December 14, 2012 / 6:18 AM / 7 years ago

California fight tests U.S. states' compact on business taxes

(Reuters) - A landmark agreement forged 45 years ago to make corporate taxation more uniform among U.S. states is at the center of a court fight between California and Gillette Co, potentially leading to more tax conflict between states and big businesses.

Gillette, the razor giant owned by Ohio-based Procter & Gamble Co, wants to be able to use the 1967 Multistate Tax Compact (MTC) to determine how much tax it owes California. This would cut Gillette’s 1997-2004 tax bill by more than $4 million. The company is seeking a rebate of taxes already paid.

California wants Gillette to abide by more recent tax rules the state has written and, as a result of the dispute, has withdrawn from the MTC, reducing its membership to 18 states and raising questions about the compact’s future.

At a time of tight state budgets, the case is being closely watched across the country. Early next year, the California Supreme Court will decide whether to take the case under review. Whether or not it does, more litigation is expected.

A victory for Gillette in California - which has by far the largest economy among the 50 states - could unleash $750 million in new California tax rebate claims, according to the state.

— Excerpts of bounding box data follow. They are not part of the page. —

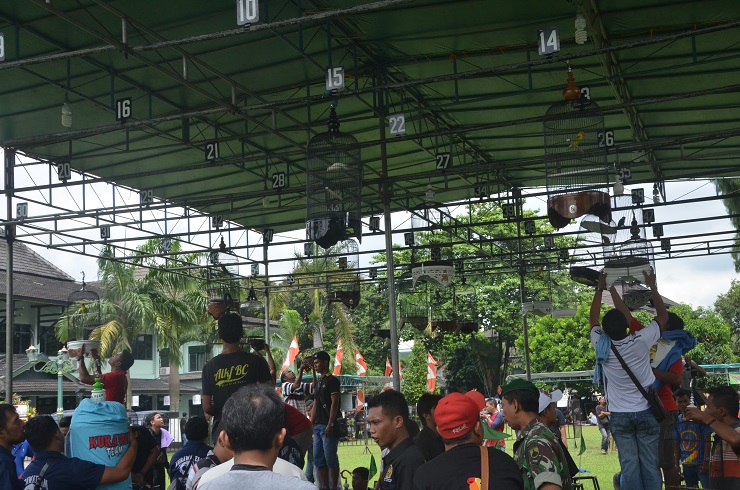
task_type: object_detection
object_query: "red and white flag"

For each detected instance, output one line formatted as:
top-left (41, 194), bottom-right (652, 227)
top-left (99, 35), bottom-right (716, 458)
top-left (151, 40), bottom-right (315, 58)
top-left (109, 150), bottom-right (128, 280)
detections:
top-left (333, 339), bottom-right (344, 376)
top-left (355, 348), bottom-right (367, 376)
top-left (357, 388), bottom-right (365, 410)
top-left (427, 352), bottom-right (437, 393)
top-left (280, 334), bottom-right (299, 373)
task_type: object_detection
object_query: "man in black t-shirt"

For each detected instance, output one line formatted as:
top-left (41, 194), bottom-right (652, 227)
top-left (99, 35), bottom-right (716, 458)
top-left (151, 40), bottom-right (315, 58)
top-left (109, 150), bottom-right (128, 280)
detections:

Similar disputes involving other companies are pending in Michigan, Oregon and Texas. Experts expect more states to become involved next year.


The case dates to January 2010. That was when Gillette and other companies filed claims saying California, as an MTC member, must honor the MTC formula for apportioning state taxes, and not impose its own formula. The claims were consolidated.

The other companies were Kimberly-Clark Corp, Sigma-Aldrich Corp, RB Holdings, Jones Apparel Group and Procter & Gamble, Gillette’s parent since 2005. They argued that under the MTC, their tax bills, with interest, would be $34 million less than under California’s math.

The state went to court and prevailed at trial in San Francisco Superior Court, but then lost before the State Court of Appeals in July. In November, the state’s Franchise Tax Board appealed to the California Supreme Court to hear the case.

In finding for Gillette, the appeals court ruled that the compact was a binding obligation on California which subsequent legislation did not erase. Only California’s withdrawal from the compact would do that, the court said.

The state dropped out of the MTC in June, an action that could protect it from future claims. But if other states follow California’s lead, seeking to avoid trouble from companies testing the Gillette approach, MTC membership would shrink, potentially ushering in a newly fragmented system pitting states against corporate taxpayers a case at a time.

Joe Huddleston, executive director of the Washington-based Multistate Tax Commission, an interstate group created 45 years ago to administer the compact, said the principles of state tax cooperation remain strong. But he predicted the Gillette case would have broad implications.


Forged to promote equitable apportionment of tax dollars among states, the MTC represented an effort by states to ensure that companies operating in multiple states not pay tax on the same income to more than one state.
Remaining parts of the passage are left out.